Leggo my Eggo indeed.

Thursday, September 25, 2008

An Animal in a Trap

Strong-willed, exhibit 7,183:

My Zoe. She likes to do things on her own terms. She can be so cooperative and helpful, as long as it is her idea to be so. Which it often is. And sometimes, it is not.

As with most of parenting, and maybe all of life, transitions pose particular challenges. "Transition" usually means moving from something pleasant, like playing with her ponies, to something less pleasant, like using the potty. So she is not potty-trained yet, not because she could not be, but because it does not often suit her to make that transition.

But I have outwitted her in one particular arena.

Getting out of the bathtub is not a transition she loves. It's warm in the tub, and fun. It's cold in the bathroom, and getting out involves the work of getting dressed. If I just announce, "It's time to get out of the tub," I will surely encounter some resistance which, true, can be overcome by the force of the necessity of obedience, the threat (and the carryout) of discipline, and the like. But who wants to deal with all that at 7:00 in the evening, the time when my mind and body are crashing?

So instead, this is what I say. I kid you not, it works every time. "Zoe, are you an animal in a trap?" She nods shyly. "Oh, little animal," I say, "can you get out of that trap all by yourself, or do you need help?" Suddenly, that little animal shows me the way to get out of the trap/bathtub, slowly and carefully, and into the snuggly towel and the waiting arms of her Mama. I exclaim that it is such a clever little animal I have! She reveals to me what kind of animal she is, and we are both very pleased with ourselves.

Monday, September 22, 2008

Strong-Willed

Exhibit 7,182:

"I brang it in the car with me, and I brang it to the store."

"I 'brought' it, Emma."

"I like my sentences the way they are. And I don't need any corrections."

Friday, September 19, 2008

A Band Aid for Mommy

At our routine check-up this week, the pediatrician suggested some early allergy testing for my son, based on issues he's had since very early infancy. So, at the end of the appointment, I dutifully walked Evan down the long hall to the lab.

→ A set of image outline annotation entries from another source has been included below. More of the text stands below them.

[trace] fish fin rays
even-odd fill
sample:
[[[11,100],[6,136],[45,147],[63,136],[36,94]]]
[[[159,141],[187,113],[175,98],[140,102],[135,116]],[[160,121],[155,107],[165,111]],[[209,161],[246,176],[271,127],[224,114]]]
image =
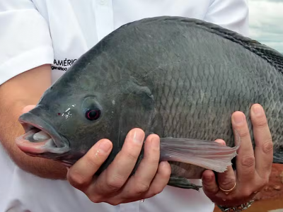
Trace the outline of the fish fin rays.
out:
[[[237,155],[240,141],[234,147],[215,141],[191,139],[161,139],[161,160],[193,164],[217,172],[224,172]]]

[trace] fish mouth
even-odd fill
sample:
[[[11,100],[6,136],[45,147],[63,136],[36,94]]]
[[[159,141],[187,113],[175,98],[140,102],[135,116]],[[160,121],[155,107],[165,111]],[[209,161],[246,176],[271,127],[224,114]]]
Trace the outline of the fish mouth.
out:
[[[22,114],[18,121],[25,133],[16,139],[16,143],[26,154],[63,154],[70,150],[69,143],[64,137],[51,124],[33,113]]]

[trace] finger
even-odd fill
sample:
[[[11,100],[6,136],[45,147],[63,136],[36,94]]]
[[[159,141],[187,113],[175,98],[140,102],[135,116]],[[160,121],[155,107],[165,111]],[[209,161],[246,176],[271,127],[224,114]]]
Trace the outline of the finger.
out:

He needed two shots (just regularly scheduled immunizations) and a blood draw for the allergist. The phlebotomist prepared to do the blood draw first. I think it is fair to say that no parent has an easy time watching their child undergo a medical procedure. I have always suffered a bit when Evan has to get a shot. But, I have suffered bravely and silently, all the while holding my little boy, singing to him, whispering gently in his ear, telling him, "It's alright."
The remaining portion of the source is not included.